Clifford gave a remarkable testimony to the notion of I>stewardship in his essay, "The ethics of personal belief":
"No one man's belief is a private matter which concerns him alone....Our words, our phrases, our forms and processes and modes of thought, are common property, fashioned and perfected from age to age; an heirloom which every succeeding generation as a precious deposit and a sacred trust to be handed on to the next one, not changed but enlarged and purified. Into this, for good or ill, is woven every belief of every man who has speech of his fellows.

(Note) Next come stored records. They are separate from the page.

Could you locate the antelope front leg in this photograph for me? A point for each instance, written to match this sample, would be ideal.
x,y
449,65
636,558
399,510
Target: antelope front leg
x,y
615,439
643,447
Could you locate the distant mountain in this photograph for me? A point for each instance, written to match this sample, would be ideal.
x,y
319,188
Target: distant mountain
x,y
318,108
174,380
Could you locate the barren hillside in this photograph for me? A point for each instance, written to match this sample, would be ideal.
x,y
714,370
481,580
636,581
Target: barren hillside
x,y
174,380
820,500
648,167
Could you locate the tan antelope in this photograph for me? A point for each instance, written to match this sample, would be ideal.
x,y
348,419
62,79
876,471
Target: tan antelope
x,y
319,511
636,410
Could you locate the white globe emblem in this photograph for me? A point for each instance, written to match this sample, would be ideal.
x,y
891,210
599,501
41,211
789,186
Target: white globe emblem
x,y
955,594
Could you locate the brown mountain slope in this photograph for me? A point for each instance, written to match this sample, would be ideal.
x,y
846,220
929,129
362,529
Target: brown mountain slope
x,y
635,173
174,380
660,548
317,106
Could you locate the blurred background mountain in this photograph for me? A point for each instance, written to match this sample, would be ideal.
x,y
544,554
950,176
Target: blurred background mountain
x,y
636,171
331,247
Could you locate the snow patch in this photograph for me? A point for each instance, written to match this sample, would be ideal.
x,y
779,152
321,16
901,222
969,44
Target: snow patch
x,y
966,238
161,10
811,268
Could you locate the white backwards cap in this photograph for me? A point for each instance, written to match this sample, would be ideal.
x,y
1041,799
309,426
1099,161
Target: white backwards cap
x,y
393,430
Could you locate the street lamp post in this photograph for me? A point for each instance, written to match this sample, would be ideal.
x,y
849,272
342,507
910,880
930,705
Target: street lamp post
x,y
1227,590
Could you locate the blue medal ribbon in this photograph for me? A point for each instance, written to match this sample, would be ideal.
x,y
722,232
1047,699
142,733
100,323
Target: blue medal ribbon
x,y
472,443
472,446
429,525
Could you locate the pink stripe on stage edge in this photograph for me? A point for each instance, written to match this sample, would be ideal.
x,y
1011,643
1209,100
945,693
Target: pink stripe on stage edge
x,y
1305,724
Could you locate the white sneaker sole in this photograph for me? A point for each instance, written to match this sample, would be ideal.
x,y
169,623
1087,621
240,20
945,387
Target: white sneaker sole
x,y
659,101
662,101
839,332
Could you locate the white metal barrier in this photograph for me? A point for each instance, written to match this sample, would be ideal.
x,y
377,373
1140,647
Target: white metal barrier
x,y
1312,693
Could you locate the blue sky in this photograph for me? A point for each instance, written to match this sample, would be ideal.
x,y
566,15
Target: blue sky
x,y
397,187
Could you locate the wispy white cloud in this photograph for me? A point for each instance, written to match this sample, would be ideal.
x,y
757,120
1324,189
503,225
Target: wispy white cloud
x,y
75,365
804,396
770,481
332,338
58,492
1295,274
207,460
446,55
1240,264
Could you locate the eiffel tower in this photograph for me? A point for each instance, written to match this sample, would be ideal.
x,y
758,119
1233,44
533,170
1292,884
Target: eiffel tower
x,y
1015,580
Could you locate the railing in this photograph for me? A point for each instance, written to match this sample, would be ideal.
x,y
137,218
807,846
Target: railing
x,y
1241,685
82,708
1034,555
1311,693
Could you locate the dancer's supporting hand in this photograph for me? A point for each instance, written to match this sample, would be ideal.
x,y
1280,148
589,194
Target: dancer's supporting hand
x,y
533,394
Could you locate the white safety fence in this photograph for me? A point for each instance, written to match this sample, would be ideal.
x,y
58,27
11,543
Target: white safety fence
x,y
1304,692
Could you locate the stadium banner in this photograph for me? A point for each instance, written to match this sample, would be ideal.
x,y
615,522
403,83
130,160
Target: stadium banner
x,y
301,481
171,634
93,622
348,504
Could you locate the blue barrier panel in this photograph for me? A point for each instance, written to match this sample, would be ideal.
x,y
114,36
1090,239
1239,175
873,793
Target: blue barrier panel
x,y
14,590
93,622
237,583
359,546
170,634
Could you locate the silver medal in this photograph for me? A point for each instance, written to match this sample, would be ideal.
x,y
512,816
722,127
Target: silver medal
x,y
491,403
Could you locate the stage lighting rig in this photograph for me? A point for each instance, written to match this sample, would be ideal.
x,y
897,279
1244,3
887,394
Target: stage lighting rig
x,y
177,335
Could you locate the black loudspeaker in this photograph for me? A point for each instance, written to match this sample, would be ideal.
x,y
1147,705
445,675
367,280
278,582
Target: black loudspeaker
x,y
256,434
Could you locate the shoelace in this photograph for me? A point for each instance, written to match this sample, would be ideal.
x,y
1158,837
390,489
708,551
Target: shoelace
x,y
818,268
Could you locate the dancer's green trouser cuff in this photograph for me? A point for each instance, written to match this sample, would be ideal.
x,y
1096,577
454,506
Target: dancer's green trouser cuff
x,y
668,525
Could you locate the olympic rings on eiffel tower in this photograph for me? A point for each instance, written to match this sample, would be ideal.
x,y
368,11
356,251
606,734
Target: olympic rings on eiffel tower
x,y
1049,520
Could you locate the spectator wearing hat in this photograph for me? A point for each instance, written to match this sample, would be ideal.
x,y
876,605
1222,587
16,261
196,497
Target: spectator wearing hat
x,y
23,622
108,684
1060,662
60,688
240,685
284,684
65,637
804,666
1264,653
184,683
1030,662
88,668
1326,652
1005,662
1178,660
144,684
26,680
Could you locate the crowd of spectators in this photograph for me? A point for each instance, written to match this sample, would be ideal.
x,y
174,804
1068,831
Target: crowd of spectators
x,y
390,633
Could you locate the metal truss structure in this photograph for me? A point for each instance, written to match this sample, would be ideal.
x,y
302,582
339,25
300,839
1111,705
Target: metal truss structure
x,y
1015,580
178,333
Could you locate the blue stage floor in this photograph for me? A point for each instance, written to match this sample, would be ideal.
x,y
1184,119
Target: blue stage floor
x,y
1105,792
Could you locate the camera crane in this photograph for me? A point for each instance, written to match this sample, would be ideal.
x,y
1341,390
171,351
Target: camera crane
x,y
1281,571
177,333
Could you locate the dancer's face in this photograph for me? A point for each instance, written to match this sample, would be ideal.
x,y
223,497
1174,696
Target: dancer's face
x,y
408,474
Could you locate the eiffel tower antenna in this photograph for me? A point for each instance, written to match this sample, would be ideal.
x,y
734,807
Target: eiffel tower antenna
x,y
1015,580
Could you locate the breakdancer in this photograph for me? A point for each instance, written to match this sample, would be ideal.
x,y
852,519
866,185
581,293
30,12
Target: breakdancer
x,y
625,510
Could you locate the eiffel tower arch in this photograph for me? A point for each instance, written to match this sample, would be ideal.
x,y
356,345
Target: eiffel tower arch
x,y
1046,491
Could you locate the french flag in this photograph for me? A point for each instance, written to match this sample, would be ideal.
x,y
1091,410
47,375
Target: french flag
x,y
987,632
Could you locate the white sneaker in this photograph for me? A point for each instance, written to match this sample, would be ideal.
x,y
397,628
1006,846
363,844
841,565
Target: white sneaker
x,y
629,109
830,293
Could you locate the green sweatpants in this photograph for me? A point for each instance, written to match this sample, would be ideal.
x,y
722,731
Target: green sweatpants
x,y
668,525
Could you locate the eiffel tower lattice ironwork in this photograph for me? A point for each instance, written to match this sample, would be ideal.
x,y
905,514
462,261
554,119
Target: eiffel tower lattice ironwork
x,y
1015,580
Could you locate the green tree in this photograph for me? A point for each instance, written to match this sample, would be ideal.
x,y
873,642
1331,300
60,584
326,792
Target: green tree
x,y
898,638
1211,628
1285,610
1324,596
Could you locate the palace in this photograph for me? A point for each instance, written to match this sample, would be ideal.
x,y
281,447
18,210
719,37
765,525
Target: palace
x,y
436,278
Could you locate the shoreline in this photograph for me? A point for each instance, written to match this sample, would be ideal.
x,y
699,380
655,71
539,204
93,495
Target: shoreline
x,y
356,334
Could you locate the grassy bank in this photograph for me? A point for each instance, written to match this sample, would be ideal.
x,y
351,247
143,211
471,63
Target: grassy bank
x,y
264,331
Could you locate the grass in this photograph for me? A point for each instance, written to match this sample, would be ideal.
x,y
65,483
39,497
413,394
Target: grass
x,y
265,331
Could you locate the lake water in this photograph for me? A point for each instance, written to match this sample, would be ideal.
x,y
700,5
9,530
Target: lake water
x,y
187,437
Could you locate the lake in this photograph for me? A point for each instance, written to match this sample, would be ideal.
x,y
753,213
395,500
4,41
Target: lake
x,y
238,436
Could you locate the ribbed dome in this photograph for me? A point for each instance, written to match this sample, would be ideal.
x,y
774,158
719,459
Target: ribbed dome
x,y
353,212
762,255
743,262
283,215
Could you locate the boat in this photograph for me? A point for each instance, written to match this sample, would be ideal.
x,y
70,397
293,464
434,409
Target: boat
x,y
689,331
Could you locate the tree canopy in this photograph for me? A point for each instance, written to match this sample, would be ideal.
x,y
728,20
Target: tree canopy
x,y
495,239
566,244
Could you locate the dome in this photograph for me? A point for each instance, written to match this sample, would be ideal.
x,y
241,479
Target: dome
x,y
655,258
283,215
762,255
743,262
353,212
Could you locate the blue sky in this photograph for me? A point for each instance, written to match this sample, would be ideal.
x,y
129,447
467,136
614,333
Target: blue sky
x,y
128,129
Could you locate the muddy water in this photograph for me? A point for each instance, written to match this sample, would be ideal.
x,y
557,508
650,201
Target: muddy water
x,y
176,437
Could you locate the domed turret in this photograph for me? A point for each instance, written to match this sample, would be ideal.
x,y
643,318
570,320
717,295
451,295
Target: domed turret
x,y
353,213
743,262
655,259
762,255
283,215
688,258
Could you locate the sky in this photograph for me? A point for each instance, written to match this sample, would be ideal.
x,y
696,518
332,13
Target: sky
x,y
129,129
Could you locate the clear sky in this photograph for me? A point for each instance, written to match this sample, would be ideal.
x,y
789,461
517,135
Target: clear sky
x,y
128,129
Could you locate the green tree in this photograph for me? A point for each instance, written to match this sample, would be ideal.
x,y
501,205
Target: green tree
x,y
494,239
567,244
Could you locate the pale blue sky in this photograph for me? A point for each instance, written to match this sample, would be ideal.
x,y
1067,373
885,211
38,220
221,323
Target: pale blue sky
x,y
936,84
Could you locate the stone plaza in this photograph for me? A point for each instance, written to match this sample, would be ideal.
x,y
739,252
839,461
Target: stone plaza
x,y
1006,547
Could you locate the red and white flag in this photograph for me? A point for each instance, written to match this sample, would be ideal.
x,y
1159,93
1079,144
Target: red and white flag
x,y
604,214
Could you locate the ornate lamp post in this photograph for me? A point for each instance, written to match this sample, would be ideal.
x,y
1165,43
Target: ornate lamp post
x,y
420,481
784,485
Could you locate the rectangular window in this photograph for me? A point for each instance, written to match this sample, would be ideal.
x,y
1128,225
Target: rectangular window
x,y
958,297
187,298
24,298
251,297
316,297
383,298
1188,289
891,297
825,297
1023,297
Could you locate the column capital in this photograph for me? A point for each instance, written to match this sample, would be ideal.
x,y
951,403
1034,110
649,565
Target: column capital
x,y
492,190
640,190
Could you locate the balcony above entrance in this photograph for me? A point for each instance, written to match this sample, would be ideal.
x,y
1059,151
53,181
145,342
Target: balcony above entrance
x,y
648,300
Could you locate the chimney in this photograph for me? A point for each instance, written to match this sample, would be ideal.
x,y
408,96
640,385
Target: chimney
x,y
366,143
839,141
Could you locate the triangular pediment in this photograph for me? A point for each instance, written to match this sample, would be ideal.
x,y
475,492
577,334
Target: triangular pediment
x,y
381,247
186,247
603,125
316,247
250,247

And awful priviledge and an awful responsibility that we should help to create the world in which posterity will live."Hestenes says: "Clifford may have been the first person to [realize] ... that two different interpretations of number can be distinguished, the quantitative and the operational ... number as a measure of 'how much' or 'how many' of something ... [contrasted with] a relation between different quantities.... Interpreted quantitatively, [the unit bivector] i is a measure of directed area. Operationally interpreted, i specifies a rotation in the i-plane. Clifford observed that Grassmann developed the idea of directed number from the quantitative point of view, while Hamilton emphasized the operational interpretation. The two approaches are brought together by the geometric product [multiproduct]....[V]ectors are usually interpreted quantitatively, while spinors are usually interpreted operationally."
Clifford wrote two papers setting forth his ideas, but died prematurely of tuberculosis, leaving a young wife and two tiny girls.
The development soon after of the Gibbs-Heaviside vector algebra and analysis diverted attention from his work until Marcel Riesz and David Hestenes revived it.